The concept of correlation was first attributed to Sir Charles Galton, a cousin of Charles Darwin, in the 1880’s. Galton spent many years studying patterns related to physical traits in humans and what behaviors could be predicted by them. By later developing the concept of regression, he was able to apply a statistical scale to his observations that could prove or disprove relationships between them.
Correlation is important to consider in website testing for two primary reasons:
- When you run an A/B test, you want to know if the variable being changed is actually influencing conversions. If you detect a strong correlation between either of versions A or B and higher conversions, you may want to pursue that option.
- Valid correlation studies require isolating the variable of interest from all other lurking variables to ensure your results are not tainted. This is why both correlation and causation are important.
Two variables might be correlated without having any type of cause-and-effect relationship.
Causation means that one factor actually caused the other to happen, i.e. changing the order button on your website from green to red caused conversions to improve. However, if the new order button was tested in a different month, or on different users (desktop rather than mobile for example) then you may have detected correlation without the all-important causation.
Correlation studies can be used to determine quantitative (numerical) correlations, such as correlating height to weight. Website testing, such as A/B testing, is typically looking at categorical correlation, which means a large enough difference between the results seen in one category vs. the other is considered significant.
In a variable correlation, the strength of the relationship between the two factors can be defined by a correlation coefficient. A coefficient value close to 1.0 means the two factors have a strong relationship, and plotting one against the other results in a nearly straight line. You can then use what you observed about the two factors to create an equation, which can predict the expected value of one factor given the actual value of the other.

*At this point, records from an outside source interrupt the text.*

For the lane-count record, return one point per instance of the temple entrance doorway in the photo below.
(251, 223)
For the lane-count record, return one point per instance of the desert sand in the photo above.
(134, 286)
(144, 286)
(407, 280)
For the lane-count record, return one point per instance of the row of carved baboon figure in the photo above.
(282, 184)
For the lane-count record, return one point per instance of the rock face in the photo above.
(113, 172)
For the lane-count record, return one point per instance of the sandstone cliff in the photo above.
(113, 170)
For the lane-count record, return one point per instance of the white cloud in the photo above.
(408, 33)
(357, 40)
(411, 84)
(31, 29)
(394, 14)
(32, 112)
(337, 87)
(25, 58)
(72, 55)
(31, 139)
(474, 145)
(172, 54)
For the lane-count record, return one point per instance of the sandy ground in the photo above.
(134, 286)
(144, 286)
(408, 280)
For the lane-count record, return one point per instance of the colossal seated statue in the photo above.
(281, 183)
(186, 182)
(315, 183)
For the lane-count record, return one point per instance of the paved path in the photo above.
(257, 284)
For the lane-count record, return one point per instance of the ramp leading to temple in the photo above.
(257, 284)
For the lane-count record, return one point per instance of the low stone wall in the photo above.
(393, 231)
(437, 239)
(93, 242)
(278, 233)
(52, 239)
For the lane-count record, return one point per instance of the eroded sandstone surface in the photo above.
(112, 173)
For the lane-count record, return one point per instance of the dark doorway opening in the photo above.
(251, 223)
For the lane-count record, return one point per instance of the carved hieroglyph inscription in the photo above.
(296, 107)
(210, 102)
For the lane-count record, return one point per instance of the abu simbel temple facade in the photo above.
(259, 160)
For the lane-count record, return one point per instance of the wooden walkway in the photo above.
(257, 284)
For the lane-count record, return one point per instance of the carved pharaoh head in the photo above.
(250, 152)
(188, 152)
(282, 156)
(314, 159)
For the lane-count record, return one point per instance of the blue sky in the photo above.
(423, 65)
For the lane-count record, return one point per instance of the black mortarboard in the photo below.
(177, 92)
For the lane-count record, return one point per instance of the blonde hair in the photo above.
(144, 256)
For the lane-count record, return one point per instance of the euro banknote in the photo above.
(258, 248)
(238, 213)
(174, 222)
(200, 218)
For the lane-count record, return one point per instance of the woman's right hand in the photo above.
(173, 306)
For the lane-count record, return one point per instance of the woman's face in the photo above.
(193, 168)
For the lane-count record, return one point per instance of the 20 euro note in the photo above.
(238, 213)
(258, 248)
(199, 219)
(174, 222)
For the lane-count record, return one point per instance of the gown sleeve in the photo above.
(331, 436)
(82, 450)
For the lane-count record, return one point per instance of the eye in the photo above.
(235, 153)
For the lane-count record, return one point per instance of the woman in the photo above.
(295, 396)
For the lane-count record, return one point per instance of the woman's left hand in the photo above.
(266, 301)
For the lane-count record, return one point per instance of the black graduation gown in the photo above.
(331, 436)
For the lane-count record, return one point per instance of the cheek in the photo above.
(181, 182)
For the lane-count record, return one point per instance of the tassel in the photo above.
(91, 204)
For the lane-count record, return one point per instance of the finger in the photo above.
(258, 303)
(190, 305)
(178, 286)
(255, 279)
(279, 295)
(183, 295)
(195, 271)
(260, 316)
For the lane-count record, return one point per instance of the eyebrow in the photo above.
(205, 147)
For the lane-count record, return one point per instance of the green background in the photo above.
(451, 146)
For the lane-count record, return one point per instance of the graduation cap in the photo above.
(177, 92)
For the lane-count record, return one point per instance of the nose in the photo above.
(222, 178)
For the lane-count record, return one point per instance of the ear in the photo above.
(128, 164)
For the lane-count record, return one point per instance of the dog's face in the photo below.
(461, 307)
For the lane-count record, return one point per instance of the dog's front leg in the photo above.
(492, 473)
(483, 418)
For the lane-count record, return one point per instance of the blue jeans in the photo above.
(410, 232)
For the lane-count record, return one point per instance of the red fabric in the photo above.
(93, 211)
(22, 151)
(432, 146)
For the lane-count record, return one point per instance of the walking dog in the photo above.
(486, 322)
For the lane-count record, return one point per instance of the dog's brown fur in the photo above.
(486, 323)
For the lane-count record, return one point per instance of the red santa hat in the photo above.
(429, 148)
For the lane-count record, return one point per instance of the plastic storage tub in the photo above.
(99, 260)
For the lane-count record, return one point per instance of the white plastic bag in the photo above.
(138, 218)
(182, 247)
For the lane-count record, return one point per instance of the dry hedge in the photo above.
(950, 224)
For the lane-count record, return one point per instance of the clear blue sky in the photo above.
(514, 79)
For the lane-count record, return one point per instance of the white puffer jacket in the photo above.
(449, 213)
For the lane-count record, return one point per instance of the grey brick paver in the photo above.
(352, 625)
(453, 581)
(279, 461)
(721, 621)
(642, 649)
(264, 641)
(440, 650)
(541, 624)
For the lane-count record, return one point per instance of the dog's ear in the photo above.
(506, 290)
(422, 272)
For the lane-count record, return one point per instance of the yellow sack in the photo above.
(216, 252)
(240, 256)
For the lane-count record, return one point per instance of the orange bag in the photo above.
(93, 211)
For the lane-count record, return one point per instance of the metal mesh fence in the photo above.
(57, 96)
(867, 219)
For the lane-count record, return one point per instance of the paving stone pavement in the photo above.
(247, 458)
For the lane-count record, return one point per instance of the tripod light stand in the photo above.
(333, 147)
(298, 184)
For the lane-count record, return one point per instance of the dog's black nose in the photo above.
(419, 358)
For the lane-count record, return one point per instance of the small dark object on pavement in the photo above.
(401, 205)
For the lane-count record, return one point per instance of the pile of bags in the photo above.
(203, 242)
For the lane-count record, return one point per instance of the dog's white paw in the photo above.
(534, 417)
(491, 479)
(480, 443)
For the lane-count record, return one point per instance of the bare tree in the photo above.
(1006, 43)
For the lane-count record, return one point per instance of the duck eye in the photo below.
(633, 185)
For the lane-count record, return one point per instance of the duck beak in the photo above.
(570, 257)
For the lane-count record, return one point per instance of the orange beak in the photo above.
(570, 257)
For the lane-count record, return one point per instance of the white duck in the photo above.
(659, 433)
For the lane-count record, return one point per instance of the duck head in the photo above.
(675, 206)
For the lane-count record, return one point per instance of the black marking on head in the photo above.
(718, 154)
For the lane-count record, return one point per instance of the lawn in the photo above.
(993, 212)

Variable and categorical correlation studies require one variable to be defined as the response variable, and one to be the predictor variable. In our variable example, height would be considered the predictor variable since it might be used to approximate weight. In our A/B test (categorical) example, the website version would be the predictor, and the number of conversions would be the response. If there is a strong correlation, knowing the predictor value might tell you something about the response, but not necessarily vice versa.